Se alguém me dissesse, aos 13 anos, quando ganhei minha primeira e gloriosa máquina de escrever, que um dia eu escreveria usando uma tela de vidro e teclado, eu teria dado uma boa gargalhada. Mesmo quando já dava meus primeiros passos como escritor. Escrevia peças pavorosas com cenas hiperdramáticas, na esperança de um dia criar a sonhada obra-prima. Mas a verdade é que comecei antes, bem antes, no mais puro estilo vintage: com caderno de caligrafia, bico de pena. Sim, eu preenchia aquelas páginas de garranchos cuidadosamente planejados (minha letra sempre foi horrorosa). A cada linha, o desafio era o mesmo: não borrar. Um espirro fora de hora podia transformar um romance apaixonado em suspense psicológico. O tinteiro era meu maior inimigo. Bastava um descuido e lá estava eu, com os dedos manchados de azul, parecendo ter brigado com um polvo mal-humorado. Aos 13 anos aconteceu a grande virada. Ganhei de papai minha primeira máquina de escrever. Comprada a prestação, com dificuldade e coragem, com seu diminuto salário de ferroviário. Foi como ganhar o Oscar. Lembro dos barulhos das teclas: tac, tac, tac… ding! (Sim, tinha o “ding” a cada nova linha. Quem viveu sabe).

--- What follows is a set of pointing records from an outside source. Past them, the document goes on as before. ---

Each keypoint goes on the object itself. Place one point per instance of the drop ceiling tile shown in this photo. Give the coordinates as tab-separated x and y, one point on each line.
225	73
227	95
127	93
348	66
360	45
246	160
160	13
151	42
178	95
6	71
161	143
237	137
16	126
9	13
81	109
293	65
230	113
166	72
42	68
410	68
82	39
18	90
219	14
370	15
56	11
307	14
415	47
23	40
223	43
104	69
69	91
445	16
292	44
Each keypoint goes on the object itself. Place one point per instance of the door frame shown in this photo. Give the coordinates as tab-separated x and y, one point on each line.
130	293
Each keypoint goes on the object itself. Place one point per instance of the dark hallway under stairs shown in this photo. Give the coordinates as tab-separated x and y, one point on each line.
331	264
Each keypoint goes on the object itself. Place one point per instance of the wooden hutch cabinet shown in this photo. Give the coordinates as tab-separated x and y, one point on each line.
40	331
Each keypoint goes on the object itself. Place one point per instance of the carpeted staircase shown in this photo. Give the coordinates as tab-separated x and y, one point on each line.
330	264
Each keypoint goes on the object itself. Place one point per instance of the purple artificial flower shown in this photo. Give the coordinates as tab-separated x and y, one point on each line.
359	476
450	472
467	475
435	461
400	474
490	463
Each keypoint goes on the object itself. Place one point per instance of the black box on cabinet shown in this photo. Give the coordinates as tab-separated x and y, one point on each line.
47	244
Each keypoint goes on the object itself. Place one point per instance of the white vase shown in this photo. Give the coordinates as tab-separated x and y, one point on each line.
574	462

Cada página escrita era um triunfo. As letras surgiam como mágica no papel e mesmo os erros, corrigidos penosamente com corretivos, tinham um charme todo especial. Foi com ela que escrevi meus primeiros contos, peças, roteiros de audiovisual imaginários… (porque verba pra fazer não existia). E… ai de mim, confesso… muitas declarações de amor nunca enviadas.
“Há algo que não mudou e nunca vai mudar: a vontade de contar histórias. Essa, nem o wi-fi derruba!”

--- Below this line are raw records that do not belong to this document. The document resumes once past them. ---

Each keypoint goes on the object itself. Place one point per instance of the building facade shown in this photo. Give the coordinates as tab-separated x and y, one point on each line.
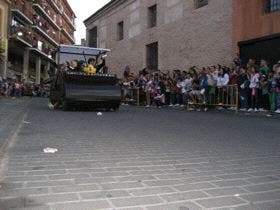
256	29
4	19
163	34
37	28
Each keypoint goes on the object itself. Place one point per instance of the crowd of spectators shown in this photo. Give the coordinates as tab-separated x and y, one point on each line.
15	89
258	86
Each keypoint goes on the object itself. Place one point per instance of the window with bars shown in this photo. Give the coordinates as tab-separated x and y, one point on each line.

O tempo passou, vieram os computadores. No começo, resisti. Primeiro, porque não tinha dinheiro para comprar um. Mas também acreditava que o romance exigia suor, esforço físico, calos nos dedos. Logo me rendi. Verdade seja dita: fui o primeiro do meu círculo de relacionamentos a ter um computador pessoal. Digitar sem precisar trocar a fita, sem fazer barulho irritante para os vizinhos, corrigir um parágrafo inteiro sem fazer um buraco no papel? Era o paraíso!
Então… veio a internet. O e-mail. Os arquivos.doc. O terror de sumir tudo com um clique errado. Já perdi capítulo de novela, já reescrevi cenas inteiras por causa de um travamento. Mas continuei. E cá estou eu hoje, escrevendo direto do celular enquanto espero o café esfriar. Os dedos deslizam na tela como se fossem pianistas aposentados tentando lembrar uma sonata.
Evolução é isso, não? Escrever a mão saiu do meu radar. Minha letra virou um hieróglifo. Quando preciso assinar um contrato, parece que estou desenhando um mapa do tesouro perdido. E o futuro, quem sabe? Daqui a pouco, eu talvez só pense uma história… e ela se materialize direto numa nuvem digital. Talvez, nem isso. Vai saber se um dia minhas ideias não irão diretamente para o streaming, sem passar por papel, tela ou tecla.
O importante é que, do bico de pena ao touch screen, há algo que não mudou e não mudará nunca: a vontade de contar histórias. Essa, nem o wi-fi derruba!